Por Miguel Mejía H.

Texas.– Un grupo conformado por 17 migrantes originarios de Guatemala y México decidieron usar una estrategia bélica para pasar inadvertidos y lograr su cometido de ingresar ilegalmente: a través del camuflaje, por tal motivo se disfrazaron de militares, pero fueron atrapados.

Fue el pasado miércoles 23 de octubre cuando se hizo público su arresto.

Se informó que los 17 migrantes fueron detenidos en la frontera de Ojinaga, Chihuahua (México), con Presidio, Texas. Agentes de la Patrulla Fronteriza de los Estados Unidos, asignados a la estación de Presidio, Texas, los aprehendieron al realizar un operativo en los acantilados del cañón de las montañas de Chianti.

Esta zona se considera como muy desolada, agreste, desértica, y que implica muchos peligros para los inmigrantes, quienes pueden perder la vida en su intento de cruzar la región.

El jefe del Sector de la Patrulla Fronteriza en este sector, Mateo Hudak, destacó la labor de los agentes, por “su capacidad de navegar como expertos a través de tal terreno accidentado y detener a estos individuos, dice mucho del carácter y la dedicación de nuestros agentes para mantener a nuestras comunidades seguras”, según declaró a los medios de comunicación.

“Incluso en algunas de las zonas más escarpadas y desoladas del oeste de Texas, puede encontrar a nuestros agentes que llevan a cabo sus tareas de cumplimiento de la ley y defienden los valores fundamentales de la Patrulla Fronteriza de los Estados Unidos”, agregó.

Los agentes de la Patrulla Fronteriza apoyados con vehículos todo terreno (ATV), estaban realizando tareas normales de vigilancia, cuando se encontraron con rastros de presuntos inmigrantes ilegales cerca del Río Grande al oeste de Presidio, Texas.

Finalmente, los agentes encontraron a los 17 migrantes aproximadamente 13 millas del río en una zona remota de las montañas de Chianti. Todos los detenidos habían ingresado ilegalmente a los Estados Unidos, provenientes de Guatemala y México, según informó Hudak, aunque se reservó los nombres.

En esta zona, los agentes fronterizos patrullan 517 millas de la frontera suroeste, un área que se extiende desde Sierra Blanca, Texas, para Sanderson, Texas, en frontera con el estado de Chihuahua, México.

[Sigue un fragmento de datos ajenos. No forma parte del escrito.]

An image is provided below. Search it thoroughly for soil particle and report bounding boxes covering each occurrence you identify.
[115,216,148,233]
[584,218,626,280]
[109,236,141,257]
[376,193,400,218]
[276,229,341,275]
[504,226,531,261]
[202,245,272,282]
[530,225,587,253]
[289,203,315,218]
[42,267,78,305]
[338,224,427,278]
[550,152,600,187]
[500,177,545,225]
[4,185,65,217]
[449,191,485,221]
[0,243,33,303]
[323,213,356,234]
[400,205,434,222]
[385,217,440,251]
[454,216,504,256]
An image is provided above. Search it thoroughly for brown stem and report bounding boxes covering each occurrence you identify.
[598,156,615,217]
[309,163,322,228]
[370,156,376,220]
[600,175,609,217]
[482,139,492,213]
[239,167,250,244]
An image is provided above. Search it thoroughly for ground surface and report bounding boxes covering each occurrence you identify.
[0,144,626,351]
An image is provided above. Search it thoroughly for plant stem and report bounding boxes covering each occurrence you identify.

El sacerdote de la Casa del Migrante de Ciudad Juárez, Javier Calvillo Salazar, alertó hace apenas unos días, a un año del éxodo hacia Estados Unidos, los mayores riesgos a los que se pueden enfrentar los migrantes al tratar de huir de los militares de la Guardia Nacional y buscar zonas más alejadas y peligrosas para cruzar la frontera.

En la imagen difundida por las autoridades estadounidenses se observa a los migrantes, que son adultos pero también menores de edad portando mochilas, también camuflajeadas, y un galón de agua, así como trajes oscuros y otros camuflajeados para tratar de pasar sin ser vistos, lo que al final no resultó.